Teacher's Guide for the Series Tales from Big Spirit is designed to help classroom teachers use the graphic novel series, Tales From Big Spirit, by David Alexander Robertson. The guide provides detailed lessons that meet a wide range of language arts and social studies goals, integrate Indigenous perspectives, and make curricular content more accessible to diverse learners. It is organized into three sections.
Many Nations is one of the Reading for Real titles from Thomson Duval publishers. This title is presented as a report text form about the so-called Ancient Nations of North America such as the Anasazi or Cliff Dwellers of the American Southwest; the Haida of the Pacific Northwest; the Moundbuilders of the Mississippi; and the Beothuk of Newfoundland. This Reading for Real titles introduces students to four reports about the significant technological achievements of these peoples.
The Ballad of Nancy April Shawnadithit is one book in the Tales from Big Spirit series from Highwater Press. Tales from Big Spirit is a unique six-book graphic novel series that delves into the stories of six great Indigenous heroes from Aboriginal peoples and Canadian history—some already well known and others who deserve to be. Designed to correspond to grades 4–6 social studies curriculums across Canada, these full colour graphic novels could be used in literature circles, novel studies, and book clubs to facilitate discussion of social studies topics.
First Contact is one of the titles in the TV series, Canada: A People's History. Published in 2006 this 67-page text offers elementary students a resource that covers First Nations and Inuit prior to contact; an introduction to early explorers (Columbus, Cabot, Cartier, Champlain; and the impacts of contact (disease, fur trade, whaling, missionaries) for First Nations, Inuit and Métis. Told in 5 chapters the books present First Nation voices, as well as tools to understand perspectives and examine photographs and illustration.
UNAVAILABLE This video is no longer available from the publisher Shanaditti: Last of the Beothuks is a 20-minute documentary video about the life of Shanaditti (1800-1829), the last Beothuk woman in Newfoundland. Told in the first person, the narrative story begins with a poem by Al Pittman, a Newfoundland poet who seeks out answers to his questions about this woman and the extinction of her people. Using Shanaditti's own drawings, Pittman explores the historical and archaeological record to trace what is known about the last Aboriginal person in Newfoundland.
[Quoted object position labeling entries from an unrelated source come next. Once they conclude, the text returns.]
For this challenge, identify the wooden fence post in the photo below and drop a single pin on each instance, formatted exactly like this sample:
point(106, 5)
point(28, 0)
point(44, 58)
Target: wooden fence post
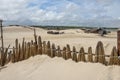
point(16, 50)
point(48, 49)
point(59, 52)
point(44, 47)
point(53, 51)
point(64, 53)
point(13, 56)
point(68, 52)
point(74, 57)
point(79, 56)
point(39, 45)
point(83, 58)
point(90, 56)
point(100, 55)
point(23, 49)
point(118, 41)
point(114, 57)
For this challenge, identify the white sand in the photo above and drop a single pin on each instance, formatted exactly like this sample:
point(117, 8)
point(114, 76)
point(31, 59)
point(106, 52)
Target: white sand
point(45, 68)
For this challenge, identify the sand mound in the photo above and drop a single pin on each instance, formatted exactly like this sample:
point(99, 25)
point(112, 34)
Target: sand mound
point(45, 68)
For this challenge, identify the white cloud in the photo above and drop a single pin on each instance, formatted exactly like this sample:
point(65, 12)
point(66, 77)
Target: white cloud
point(57, 12)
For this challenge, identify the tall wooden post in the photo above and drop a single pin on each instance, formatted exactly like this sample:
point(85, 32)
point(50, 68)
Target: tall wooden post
point(1, 29)
point(2, 45)
point(118, 41)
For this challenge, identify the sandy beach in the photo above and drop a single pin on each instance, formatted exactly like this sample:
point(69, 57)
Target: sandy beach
point(45, 68)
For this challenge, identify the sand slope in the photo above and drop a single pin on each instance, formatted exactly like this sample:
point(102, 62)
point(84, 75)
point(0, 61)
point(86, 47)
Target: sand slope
point(45, 68)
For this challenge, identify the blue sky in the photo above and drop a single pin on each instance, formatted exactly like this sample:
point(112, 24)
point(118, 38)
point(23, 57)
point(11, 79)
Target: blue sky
point(61, 12)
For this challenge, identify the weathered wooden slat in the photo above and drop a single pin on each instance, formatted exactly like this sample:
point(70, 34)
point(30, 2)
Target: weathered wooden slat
point(64, 53)
point(74, 57)
point(59, 52)
point(39, 45)
point(53, 51)
point(90, 56)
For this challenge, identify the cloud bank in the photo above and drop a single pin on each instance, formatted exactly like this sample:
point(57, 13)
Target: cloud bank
point(61, 12)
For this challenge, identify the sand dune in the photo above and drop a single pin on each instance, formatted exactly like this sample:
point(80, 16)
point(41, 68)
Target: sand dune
point(45, 68)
Children's novel features a Beothuk girl, Mishbee, and John, a settler's son. In this story of contact, John and Mishbee become friends, learn each other's language, and both succumb to tuberculosis. At the beginning of the nineteenth century in Newfoundland, the Beothuks, a First Nations people, have been decimated by disease, and their numbers dwindle further as they are hunted and persecuted relentlessly by European settlers. Young Mishbee, her older sister Oobata, and Oobata's baby struggle courageously on Exploits Island against tuberculosis, misunderstanding, and prejudice.
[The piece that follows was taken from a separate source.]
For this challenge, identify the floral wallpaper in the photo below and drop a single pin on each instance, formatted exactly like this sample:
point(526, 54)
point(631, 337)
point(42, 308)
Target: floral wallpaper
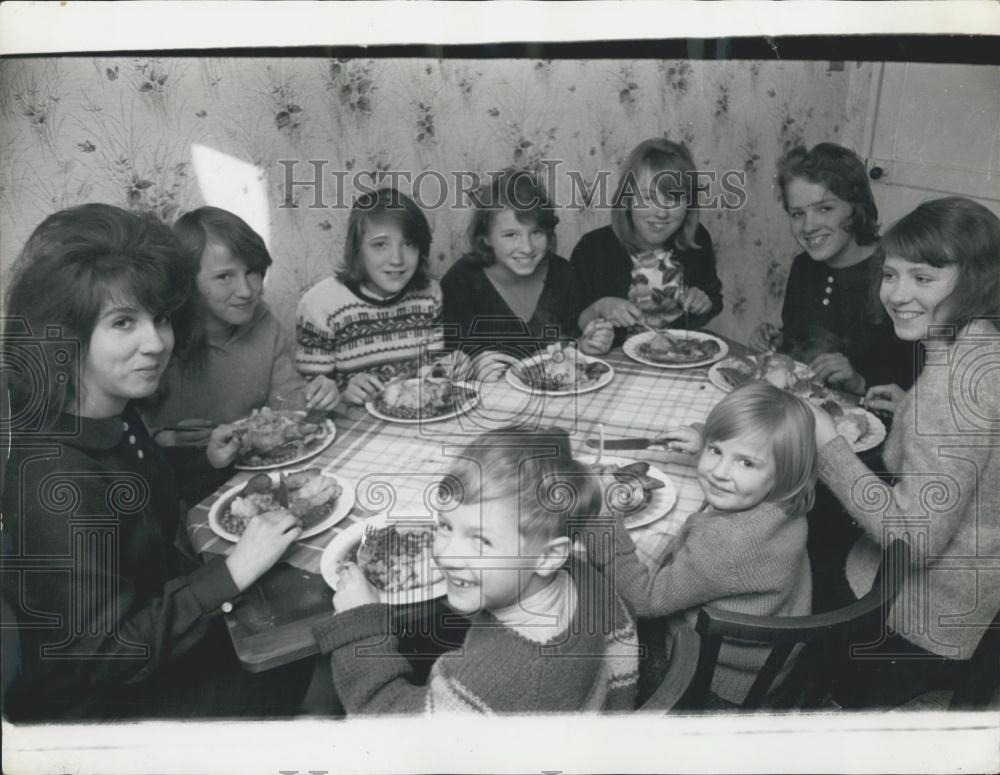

The Dream Carvers is a captivity story with a difference. Written by Joan Clark this novel takes a Viking youth, Thand, who is assisting his father on an expedition to the new found land in search of lumber, and places him captive in a Beothuk village. Set in the 11th century the story focuses on the new life awaiting Thand as he is adopted by a Beothuk family to replace their family member killed by a Greenlander. At first the Viking youth can only think of returning to his home in Greenland. As time goes by he lives and works with his Beothuk family.